As this is also visible from Erlang, last cons cell of a list contains NIL
(empty list []) for tail, or a non-list Term value.
Boxed¶
Boxed value is a pointer with 2 least-significant bits tagged with
TAG_PRIMARY_BOXED=2. Remaining bits are the pointer.
A boxed pointer must always point to a Header (see explanation of headers below). Boxed values can be found everywhere: in registers, on stack, on heaps.
Headers¶
Header tag is placed on any boxed value on heap, also on temporary blocks used by internal emulator logic, they will be automatically garbage collected later.

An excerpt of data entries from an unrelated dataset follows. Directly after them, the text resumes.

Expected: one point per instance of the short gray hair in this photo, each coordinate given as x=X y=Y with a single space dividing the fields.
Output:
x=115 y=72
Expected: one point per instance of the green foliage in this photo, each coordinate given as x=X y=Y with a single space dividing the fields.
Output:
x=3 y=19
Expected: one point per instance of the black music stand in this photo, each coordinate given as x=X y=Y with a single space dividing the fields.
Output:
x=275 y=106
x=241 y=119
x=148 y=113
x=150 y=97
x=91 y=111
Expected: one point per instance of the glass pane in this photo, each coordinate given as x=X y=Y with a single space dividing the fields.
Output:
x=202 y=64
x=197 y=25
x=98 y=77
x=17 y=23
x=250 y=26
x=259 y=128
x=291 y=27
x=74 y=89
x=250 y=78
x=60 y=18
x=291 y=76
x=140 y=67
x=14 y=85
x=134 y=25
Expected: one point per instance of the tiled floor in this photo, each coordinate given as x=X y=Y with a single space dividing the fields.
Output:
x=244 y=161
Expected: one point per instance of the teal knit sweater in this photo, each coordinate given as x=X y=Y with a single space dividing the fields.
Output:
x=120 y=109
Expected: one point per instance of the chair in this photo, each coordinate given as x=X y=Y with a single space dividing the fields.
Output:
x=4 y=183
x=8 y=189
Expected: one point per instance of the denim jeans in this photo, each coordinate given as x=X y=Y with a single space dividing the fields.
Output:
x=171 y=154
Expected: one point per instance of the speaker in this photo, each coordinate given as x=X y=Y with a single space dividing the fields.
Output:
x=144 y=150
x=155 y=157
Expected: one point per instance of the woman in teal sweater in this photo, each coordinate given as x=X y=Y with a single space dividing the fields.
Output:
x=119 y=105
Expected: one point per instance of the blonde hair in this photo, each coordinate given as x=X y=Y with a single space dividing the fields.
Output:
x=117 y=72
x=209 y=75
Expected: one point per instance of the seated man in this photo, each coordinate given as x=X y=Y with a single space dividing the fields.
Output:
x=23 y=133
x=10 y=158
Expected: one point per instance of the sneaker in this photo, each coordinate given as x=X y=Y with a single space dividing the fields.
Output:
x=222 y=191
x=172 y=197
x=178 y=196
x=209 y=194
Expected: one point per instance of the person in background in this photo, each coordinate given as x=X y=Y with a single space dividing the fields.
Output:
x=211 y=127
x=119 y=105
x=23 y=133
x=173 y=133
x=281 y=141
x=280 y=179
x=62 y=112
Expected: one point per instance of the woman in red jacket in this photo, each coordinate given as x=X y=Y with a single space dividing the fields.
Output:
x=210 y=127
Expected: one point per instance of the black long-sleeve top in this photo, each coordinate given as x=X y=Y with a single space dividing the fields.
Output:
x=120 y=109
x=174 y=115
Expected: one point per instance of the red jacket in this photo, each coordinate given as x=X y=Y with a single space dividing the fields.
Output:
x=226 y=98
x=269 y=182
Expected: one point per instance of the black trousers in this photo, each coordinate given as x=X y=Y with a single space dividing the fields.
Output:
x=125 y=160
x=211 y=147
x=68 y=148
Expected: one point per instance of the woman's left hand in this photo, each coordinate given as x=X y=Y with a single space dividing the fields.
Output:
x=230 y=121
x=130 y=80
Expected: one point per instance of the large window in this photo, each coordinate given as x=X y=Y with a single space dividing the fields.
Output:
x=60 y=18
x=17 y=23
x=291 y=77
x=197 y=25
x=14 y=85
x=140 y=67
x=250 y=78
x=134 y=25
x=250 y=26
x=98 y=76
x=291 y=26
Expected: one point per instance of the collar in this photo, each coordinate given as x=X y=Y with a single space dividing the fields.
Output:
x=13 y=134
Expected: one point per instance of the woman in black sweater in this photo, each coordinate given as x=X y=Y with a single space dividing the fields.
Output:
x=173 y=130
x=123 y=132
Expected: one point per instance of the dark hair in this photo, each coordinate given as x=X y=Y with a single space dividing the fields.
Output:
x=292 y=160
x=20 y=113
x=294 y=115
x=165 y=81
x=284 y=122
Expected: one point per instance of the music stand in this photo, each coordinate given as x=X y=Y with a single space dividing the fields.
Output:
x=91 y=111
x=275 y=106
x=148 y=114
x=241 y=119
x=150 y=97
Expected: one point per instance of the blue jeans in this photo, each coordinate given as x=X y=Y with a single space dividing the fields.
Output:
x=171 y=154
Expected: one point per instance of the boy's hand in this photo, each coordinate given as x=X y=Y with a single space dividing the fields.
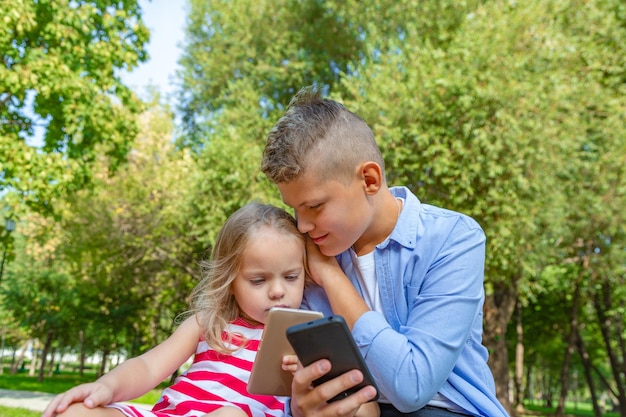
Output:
x=290 y=363
x=92 y=395
x=320 y=265
x=308 y=401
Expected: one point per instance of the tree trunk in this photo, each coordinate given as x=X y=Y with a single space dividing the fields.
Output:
x=588 y=374
x=15 y=365
x=611 y=329
x=33 y=362
x=519 y=360
x=81 y=339
x=498 y=310
x=105 y=358
x=44 y=354
x=571 y=346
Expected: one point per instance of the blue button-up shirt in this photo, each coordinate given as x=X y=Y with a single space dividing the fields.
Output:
x=428 y=339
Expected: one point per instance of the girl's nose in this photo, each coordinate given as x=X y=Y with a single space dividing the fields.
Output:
x=277 y=291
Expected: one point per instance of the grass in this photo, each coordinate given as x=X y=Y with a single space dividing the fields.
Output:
x=17 y=412
x=63 y=381
x=58 y=383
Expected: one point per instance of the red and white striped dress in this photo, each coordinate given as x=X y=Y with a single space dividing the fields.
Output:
x=214 y=380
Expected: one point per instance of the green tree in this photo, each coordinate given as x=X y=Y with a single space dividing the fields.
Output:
x=59 y=76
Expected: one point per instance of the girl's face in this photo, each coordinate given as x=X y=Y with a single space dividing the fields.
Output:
x=271 y=274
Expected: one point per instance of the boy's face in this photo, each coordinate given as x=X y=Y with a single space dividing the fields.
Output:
x=334 y=214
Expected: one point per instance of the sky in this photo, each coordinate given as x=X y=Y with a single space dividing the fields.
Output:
x=166 y=20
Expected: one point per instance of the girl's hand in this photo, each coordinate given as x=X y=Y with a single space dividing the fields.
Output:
x=92 y=395
x=290 y=363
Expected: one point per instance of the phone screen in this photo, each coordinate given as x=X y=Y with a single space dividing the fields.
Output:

Header values can never be found in register or on stack. This is heap-only data structure.
Tuple (ARITYVAL=0)¶
A tuple has header word tagged with TAG_PRIMARY_HEADER with ARITYVAL_SUBTAG.
Remaining bits in header word represent tuple arity
(see arityval and make_arityval macros).
Following are tuple elements. This explains, why tuple is very easy to access at arbitrary index, and very hard to grow. Modification of tuple elements in place is used as optimization by Erlang compiler if it can prove, that intermediate tuple value will be dropped.
Bignum (NEG=2/POS_BIG=3)¶
Bignums have header word tagged with TAG_PRIMARY_HEADER followed by either
POS_BIG_SUBTAG or NEG_BIG_SUBTAG. Remaining bits in header word are arity,
i.e. how many extra Words are used by bignum bits.
Following are bits of the bignum, a Word at a time. Most significant word goes first.
Reference (REF=4)¶
See struct RefThing in erl_term.h.
Contains header word tagged with TAG_PRIMARY_HEADER with REF_SUBTAG which
also matches the first field of RefThing.
Following are other RefThing fields (3 32-bit words or 2 64-bit words) which
have the ref value stored in them. Internal (local) ref layout is explained in
erl_term.h search for text “Ref layout (internal references)” and
“Ref layout on a 64-bit” (2 comments).
Fun/Closure (FUN=5)¶
See struct ErlFunThing in erl_fun.h.
Contains header word tagged with TAG_PRIMARY_HEADER with FUN_SUBTAG which
also matches the first field of ErlFunThing.
This is a closure (a function pointer with frozen variable values). It contains pointer to function entry, arity, amount of frozen variables, pid of creator process and array of frozen variables.
Float (FLOAT=6)¶
Contains header word tagged with TAG_PRIMARY_HEADER with FLOAT_SUBTAG.
Followed by 64 bit of C double IEEE-754 format.
Export (EXPORT=7)¶
Reference-counted Binary (REFC_BINARY=8)¶
Heap Binary (HEAP_BINARY=9)¶
Sub-binary (SUB_BINARY=10)¶
Ext Pid 12¶
Ext Port 13¶
Ext Ref (EXTERNAL_REF=14)¶
External ref format is explained in erl_term.h search for “External thing layout”.